De là sans doute mon intérêt, ma passion même pour ce que l’on a coutume d’appeler l’orgue symphonique.

J’aurai en tout et pour tout deux occasions de jouer de l’orgue et de jouir de ce sentiment incroyable de puissance qui s’empare de celui qui, d’une simple pression sur quelques touches du clavier peut déclencher un ouragan sonore.

Pendant un été où j’étais moniteur d’une colonie de vacances musicale à Aire sur l’Adour, je profitais de mes rares moments de liberté pour monter à la tribune de l’orgue de l’église locale et improviser ce qui me passait par la tête, et qui ne devait pas être d’un grand intérêt. Mais je m’amusais bien, jusqu’au jour où j’entendis des applaudissements. Une bonne dizaine de touristes avait suivi mes élucubrations et en redemandait. Rouge de honte, je me tapis dans un recoin de la tribune, attendant que l’église soit de nouveau déserte, et sortis en jurant qu’on ne m’y prendrait plus.
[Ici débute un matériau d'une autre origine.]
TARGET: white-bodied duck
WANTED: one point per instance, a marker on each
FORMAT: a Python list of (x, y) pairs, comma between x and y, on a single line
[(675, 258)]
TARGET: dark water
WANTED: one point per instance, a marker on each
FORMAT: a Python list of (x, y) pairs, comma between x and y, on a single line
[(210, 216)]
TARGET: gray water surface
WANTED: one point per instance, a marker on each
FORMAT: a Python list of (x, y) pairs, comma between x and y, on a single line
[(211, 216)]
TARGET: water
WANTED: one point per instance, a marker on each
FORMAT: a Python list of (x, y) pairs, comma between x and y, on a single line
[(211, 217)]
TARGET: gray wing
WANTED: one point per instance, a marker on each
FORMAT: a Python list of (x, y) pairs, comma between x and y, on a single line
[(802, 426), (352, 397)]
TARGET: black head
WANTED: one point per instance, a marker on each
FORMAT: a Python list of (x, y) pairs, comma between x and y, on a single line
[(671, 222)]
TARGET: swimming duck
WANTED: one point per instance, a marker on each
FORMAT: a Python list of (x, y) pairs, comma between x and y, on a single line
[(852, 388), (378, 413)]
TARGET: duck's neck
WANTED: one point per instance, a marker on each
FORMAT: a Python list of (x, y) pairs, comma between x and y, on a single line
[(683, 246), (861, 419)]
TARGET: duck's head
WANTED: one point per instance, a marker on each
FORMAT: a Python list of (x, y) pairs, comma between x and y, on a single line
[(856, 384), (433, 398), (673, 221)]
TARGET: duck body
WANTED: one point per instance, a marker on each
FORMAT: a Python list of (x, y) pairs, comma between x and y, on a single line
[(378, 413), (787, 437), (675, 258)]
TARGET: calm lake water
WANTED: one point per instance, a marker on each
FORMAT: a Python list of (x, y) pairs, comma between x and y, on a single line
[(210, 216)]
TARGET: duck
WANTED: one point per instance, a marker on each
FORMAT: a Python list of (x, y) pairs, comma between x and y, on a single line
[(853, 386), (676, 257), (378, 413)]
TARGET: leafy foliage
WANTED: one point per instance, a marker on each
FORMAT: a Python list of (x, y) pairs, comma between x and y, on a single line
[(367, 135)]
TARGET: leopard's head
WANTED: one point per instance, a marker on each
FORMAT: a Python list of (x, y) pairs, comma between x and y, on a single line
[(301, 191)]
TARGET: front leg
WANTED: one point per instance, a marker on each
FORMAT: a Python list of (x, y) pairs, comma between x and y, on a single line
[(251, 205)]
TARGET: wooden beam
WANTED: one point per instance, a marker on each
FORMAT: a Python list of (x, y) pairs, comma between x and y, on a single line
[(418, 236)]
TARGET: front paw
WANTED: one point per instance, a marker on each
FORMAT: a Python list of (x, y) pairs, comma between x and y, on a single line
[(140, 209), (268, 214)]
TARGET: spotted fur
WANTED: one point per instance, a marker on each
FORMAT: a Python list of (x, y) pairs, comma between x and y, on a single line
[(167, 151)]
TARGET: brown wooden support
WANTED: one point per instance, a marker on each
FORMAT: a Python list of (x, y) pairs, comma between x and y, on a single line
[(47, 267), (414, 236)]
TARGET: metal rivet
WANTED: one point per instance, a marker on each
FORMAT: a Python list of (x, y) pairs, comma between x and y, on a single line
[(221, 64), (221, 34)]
Pourtant il y eut une autre prestation, la seconde et dernière. Dans l’abbatiale de Saint-Michel-de-Frigolet cette fois, lors d’une « université » politique d’été, en août 1976. Je ne me rappelle plus qui eut l’idée saugrenue de me faire jouer de l’orgue devant un parterre de ministres et sommités politiques nationales. Je tentai d’ânonner la toccata et fugue en ré mineur de Bach, puis, n’écoutant que mon inconscience, la toccata de la 5ème symphonie de Widor. J’avais beau avoir prévenu de mon  amateurisme, il se trouva quelques jeunes gens bien mis, chefs ou membres de cabinets ministériels, pour me féliciter chaleureusement et bruyamment (devant leurs ministres évidemment) pour ma performance exceptionnelle. Ce jour-là je compris définitivement que le ridicule n’avait jamais tué aucun courtisan. Et que je n’embrasserais jamais le métier d’organiste…

Salut respectueux à l’un des grands organistes français, André Isoir, récemment disparu.